The visual interpretation and statistical analysis confirm the effectiveness of the ENVINet-5 in the effective production of the classification maps as shown in Tables 1, 2, 3 and Fig. 5. However, it has been noted that the accuracy of the Landsat-9 is only slightly greater than that of the Landsat-7 and Landsat-8. The primary cause of such results may involve the better radiometric resolution (14-bit) offered by the Landsat-9 as compared to the Landsat-8 (12-bit) and Landsat-7 (8-bit) as shown in Figs. 8, 9 and 10. According to the experimental results, vegetation has declined between 2012 and 2023, but buildup land has been expanded to 88.22% between 2012 and 2023 for the Landsat-7 and Landsat-8 datasets. Conversely, fallow land (1–0.59%) and water (3.20–0.05%) make up the degraded area. This research’s primary objective is to categorize agricultural land using a deep learning-based classifier, such as the ENVINet-5 architecture, and use the DCD approach to monitor changes over time. Additionally, it is determined that by utilizing the Landsat series information, the design has the potential to increase accuracy.

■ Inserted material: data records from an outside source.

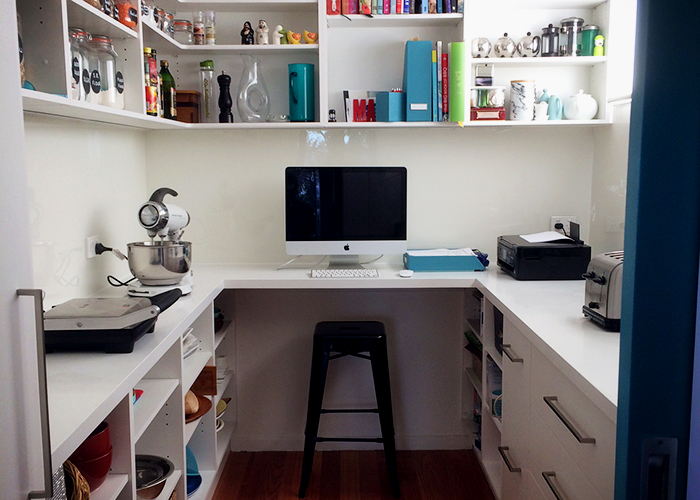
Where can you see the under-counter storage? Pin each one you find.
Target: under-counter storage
(583, 430)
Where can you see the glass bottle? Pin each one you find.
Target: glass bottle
(207, 93)
(253, 102)
(210, 27)
(198, 28)
(167, 90)
(183, 32)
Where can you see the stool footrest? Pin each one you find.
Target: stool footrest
(353, 410)
(350, 440)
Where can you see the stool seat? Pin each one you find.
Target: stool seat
(349, 338)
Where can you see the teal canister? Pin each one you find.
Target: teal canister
(301, 93)
(590, 31)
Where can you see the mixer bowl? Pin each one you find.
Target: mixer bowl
(160, 262)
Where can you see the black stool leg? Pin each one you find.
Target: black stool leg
(319, 369)
(380, 373)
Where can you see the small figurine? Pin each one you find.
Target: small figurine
(263, 38)
(279, 35)
(310, 37)
(293, 38)
(225, 101)
(247, 37)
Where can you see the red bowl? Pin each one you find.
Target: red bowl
(96, 445)
(95, 470)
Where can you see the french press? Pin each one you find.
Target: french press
(549, 41)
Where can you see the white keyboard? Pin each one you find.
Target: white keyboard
(344, 273)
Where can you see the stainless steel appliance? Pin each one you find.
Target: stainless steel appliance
(161, 264)
(604, 290)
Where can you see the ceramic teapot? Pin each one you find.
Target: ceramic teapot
(504, 47)
(529, 46)
(481, 47)
(580, 107)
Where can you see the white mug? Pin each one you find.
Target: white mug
(522, 100)
(541, 109)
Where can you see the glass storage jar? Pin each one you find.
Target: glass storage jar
(183, 32)
(105, 76)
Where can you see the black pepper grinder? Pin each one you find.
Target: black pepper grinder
(225, 101)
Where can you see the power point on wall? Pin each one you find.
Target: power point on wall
(564, 220)
(90, 244)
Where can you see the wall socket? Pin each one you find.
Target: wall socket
(90, 243)
(565, 220)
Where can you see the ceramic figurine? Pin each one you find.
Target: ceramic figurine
(279, 35)
(310, 37)
(262, 33)
(481, 47)
(293, 38)
(247, 37)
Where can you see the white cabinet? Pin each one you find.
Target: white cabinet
(354, 53)
(551, 438)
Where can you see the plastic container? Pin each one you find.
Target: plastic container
(183, 32)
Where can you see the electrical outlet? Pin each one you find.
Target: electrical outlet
(563, 219)
(90, 243)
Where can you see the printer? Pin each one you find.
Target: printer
(564, 259)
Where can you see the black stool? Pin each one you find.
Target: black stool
(350, 338)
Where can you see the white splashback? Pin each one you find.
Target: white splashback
(466, 187)
(85, 179)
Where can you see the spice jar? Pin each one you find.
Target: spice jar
(570, 36)
(183, 32)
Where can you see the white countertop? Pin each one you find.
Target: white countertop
(85, 387)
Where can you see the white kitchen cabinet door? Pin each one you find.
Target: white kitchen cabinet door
(21, 468)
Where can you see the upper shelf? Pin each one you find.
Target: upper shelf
(83, 15)
(240, 5)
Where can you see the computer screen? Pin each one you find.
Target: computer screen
(345, 211)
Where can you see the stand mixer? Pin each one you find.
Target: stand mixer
(161, 264)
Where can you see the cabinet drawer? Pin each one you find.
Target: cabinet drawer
(565, 480)
(568, 412)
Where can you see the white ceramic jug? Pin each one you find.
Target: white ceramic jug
(580, 107)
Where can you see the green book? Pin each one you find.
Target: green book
(459, 85)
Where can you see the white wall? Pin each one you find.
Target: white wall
(466, 187)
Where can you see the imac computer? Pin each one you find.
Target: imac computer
(345, 212)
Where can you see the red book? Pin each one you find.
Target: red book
(445, 89)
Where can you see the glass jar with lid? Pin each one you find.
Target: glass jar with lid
(570, 36)
(183, 32)
(105, 77)
(80, 72)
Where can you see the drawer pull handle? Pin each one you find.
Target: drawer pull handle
(550, 477)
(511, 355)
(502, 450)
(551, 400)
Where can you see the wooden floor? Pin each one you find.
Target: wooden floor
(353, 475)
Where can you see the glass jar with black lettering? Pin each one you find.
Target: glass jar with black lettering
(105, 78)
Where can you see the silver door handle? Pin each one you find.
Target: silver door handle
(512, 356)
(43, 393)
(549, 477)
(551, 400)
(502, 450)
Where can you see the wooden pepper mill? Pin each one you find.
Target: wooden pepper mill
(225, 101)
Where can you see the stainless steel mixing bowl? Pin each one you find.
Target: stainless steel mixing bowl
(160, 262)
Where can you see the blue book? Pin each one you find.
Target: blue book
(433, 85)
(417, 81)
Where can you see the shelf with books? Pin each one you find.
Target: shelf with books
(393, 20)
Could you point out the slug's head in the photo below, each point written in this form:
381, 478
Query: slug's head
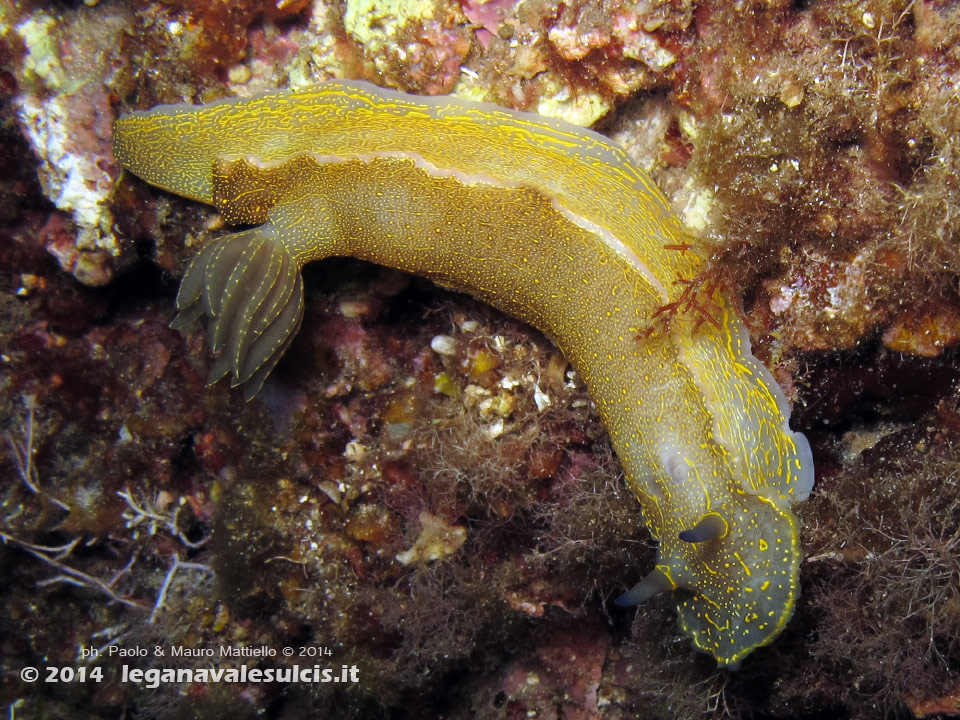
735, 570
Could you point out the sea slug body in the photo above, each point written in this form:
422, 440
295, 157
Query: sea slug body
548, 222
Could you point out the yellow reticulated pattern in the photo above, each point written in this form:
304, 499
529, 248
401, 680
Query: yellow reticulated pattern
547, 221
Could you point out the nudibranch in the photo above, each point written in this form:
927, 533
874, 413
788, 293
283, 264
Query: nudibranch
548, 222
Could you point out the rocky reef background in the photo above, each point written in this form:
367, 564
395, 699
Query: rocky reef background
423, 489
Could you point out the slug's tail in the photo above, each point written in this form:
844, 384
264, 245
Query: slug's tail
250, 290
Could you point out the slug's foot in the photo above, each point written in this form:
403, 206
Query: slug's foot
250, 291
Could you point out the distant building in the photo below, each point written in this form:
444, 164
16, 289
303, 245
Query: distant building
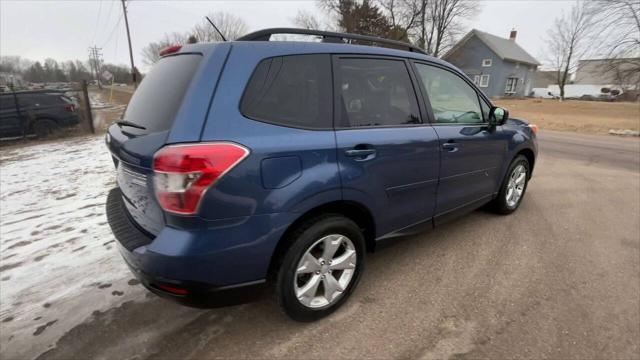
499, 66
623, 73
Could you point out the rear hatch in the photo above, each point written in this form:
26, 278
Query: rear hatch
144, 129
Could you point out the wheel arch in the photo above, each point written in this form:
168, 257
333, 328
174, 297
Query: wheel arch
357, 212
531, 158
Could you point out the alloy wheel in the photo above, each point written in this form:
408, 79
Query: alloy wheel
516, 184
325, 271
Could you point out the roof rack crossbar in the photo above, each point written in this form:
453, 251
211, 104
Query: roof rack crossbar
327, 36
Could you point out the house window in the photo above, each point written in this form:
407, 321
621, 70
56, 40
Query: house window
511, 85
484, 81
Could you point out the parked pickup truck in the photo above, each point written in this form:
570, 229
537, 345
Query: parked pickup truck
39, 113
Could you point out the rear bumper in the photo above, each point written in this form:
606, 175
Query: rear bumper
70, 120
196, 294
223, 264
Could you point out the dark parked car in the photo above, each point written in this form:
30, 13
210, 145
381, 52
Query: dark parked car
284, 162
35, 113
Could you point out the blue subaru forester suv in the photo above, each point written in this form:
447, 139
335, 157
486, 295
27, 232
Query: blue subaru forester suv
255, 162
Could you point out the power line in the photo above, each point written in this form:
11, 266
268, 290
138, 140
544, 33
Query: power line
95, 61
126, 22
113, 31
95, 32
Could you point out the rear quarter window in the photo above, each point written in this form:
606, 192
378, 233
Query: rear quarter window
156, 101
292, 91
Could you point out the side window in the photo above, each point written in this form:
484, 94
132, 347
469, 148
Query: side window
291, 91
452, 99
375, 92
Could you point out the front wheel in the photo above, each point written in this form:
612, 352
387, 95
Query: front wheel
513, 187
321, 268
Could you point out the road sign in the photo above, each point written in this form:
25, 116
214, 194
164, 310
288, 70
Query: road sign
107, 75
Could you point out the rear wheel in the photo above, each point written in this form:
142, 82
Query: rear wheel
513, 187
44, 128
321, 268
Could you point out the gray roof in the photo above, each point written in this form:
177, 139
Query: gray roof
505, 48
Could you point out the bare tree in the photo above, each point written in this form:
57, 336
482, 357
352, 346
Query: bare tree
307, 20
566, 42
404, 16
231, 26
440, 22
618, 23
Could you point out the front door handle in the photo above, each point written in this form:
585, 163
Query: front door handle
361, 154
450, 146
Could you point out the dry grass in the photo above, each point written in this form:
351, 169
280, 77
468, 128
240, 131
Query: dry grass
589, 117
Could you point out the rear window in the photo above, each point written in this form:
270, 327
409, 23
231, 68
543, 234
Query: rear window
291, 91
156, 101
41, 99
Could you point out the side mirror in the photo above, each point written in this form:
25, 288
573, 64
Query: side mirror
498, 116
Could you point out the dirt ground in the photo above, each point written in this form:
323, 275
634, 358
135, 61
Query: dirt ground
588, 117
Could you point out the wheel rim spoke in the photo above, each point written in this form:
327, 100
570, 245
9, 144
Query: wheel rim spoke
309, 291
344, 261
331, 245
309, 264
331, 287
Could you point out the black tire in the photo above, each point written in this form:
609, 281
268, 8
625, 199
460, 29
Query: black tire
301, 240
44, 128
500, 204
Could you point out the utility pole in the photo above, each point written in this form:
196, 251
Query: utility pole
126, 23
95, 59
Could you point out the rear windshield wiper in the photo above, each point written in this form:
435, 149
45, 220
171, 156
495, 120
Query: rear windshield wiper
129, 123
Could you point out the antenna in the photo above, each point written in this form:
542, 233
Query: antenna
214, 26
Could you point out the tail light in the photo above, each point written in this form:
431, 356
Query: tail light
183, 173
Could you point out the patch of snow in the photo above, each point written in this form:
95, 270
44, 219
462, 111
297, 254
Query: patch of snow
58, 259
624, 132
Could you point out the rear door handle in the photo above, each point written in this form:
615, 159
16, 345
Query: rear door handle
450, 146
361, 154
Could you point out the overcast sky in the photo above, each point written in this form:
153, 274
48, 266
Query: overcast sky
63, 30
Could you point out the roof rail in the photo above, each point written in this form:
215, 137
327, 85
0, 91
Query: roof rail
327, 36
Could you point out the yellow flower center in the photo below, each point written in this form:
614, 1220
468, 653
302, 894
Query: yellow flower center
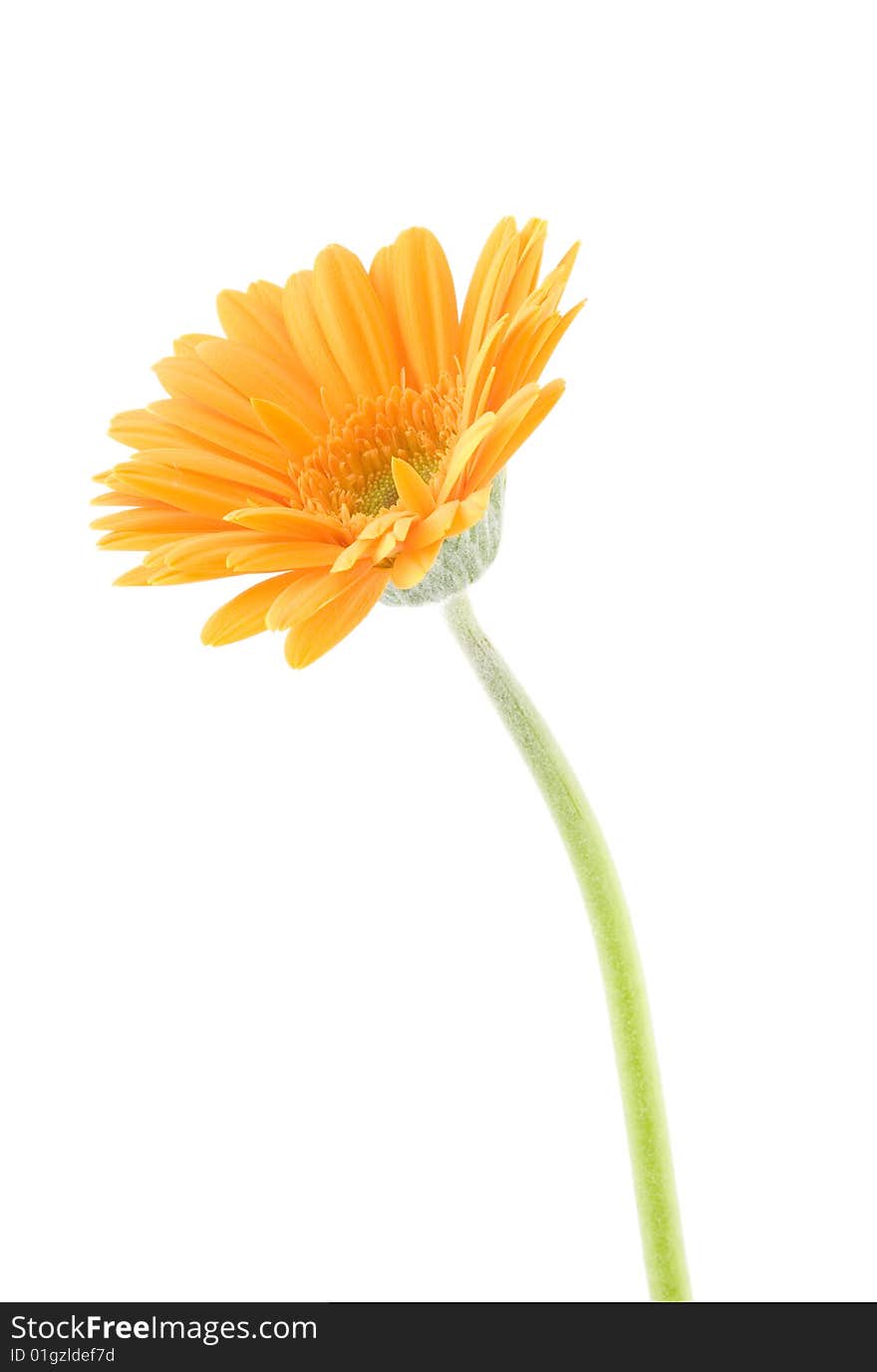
349, 475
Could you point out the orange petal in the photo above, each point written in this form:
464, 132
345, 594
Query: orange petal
414, 491
480, 288
411, 567
309, 593
465, 446
203, 426
244, 615
426, 305
353, 323
286, 428
286, 523
309, 341
312, 638
506, 437
280, 557
189, 376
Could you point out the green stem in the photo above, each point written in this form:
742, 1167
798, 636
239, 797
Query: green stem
617, 949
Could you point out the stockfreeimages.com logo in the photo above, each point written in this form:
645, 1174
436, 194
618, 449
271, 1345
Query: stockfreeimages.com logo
92, 1327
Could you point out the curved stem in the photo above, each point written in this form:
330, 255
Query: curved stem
617, 949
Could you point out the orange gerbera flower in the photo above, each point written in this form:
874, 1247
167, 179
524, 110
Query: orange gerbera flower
339, 433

Conclusion and future scope

This work evaluates the potential of the DCD architecture over an agricultural area, i.e. Fatehgarh Sahib, Punjab using the Landsat series dataset. The results make it clear that the proposed model can increase the accuracy of LULC categorization and agriculture monitoring. The data is categorized as wheat, ripe wheat, buildup, water, and fallow land. The experimental result concludes that vegetation has decreased from 2012 to 2023, while buildup land has increased up to 88.22% (2012–2023) for Landsat-7 and Landsat-8 datasets. On the other side, degraded area includes water (3.20–0.05%) and fallow land (1–0.59%). The main goal of this research is to implement a deep learning-based classifier, i.e., ENVINet-5 architecture to classify the agricultural land and measure the changes using the DCD technique. It is also concluded that the architecture also has the potential to improve the accuracy using the Landsat series dataset. Although significant progress has been achieved in change detection, there are still many obstacles because of factors including lack of training data and previous knowledge. Moreover, a lot of fundamental problems with remote sensing datasets that haven’t been addressed yet, such as heterogeneous data, multiresolution pictures, and global information of high-resolution and large-scale images. Thus, it is highly recommended to do more research with a greater emphasis on these issues. This study will be helpful in the identification of crop growth, crop yield prediction, precision farming, and crop mapping. Additionally, it is also expected that this study will provide direction and practical guidance to researchers and scientists.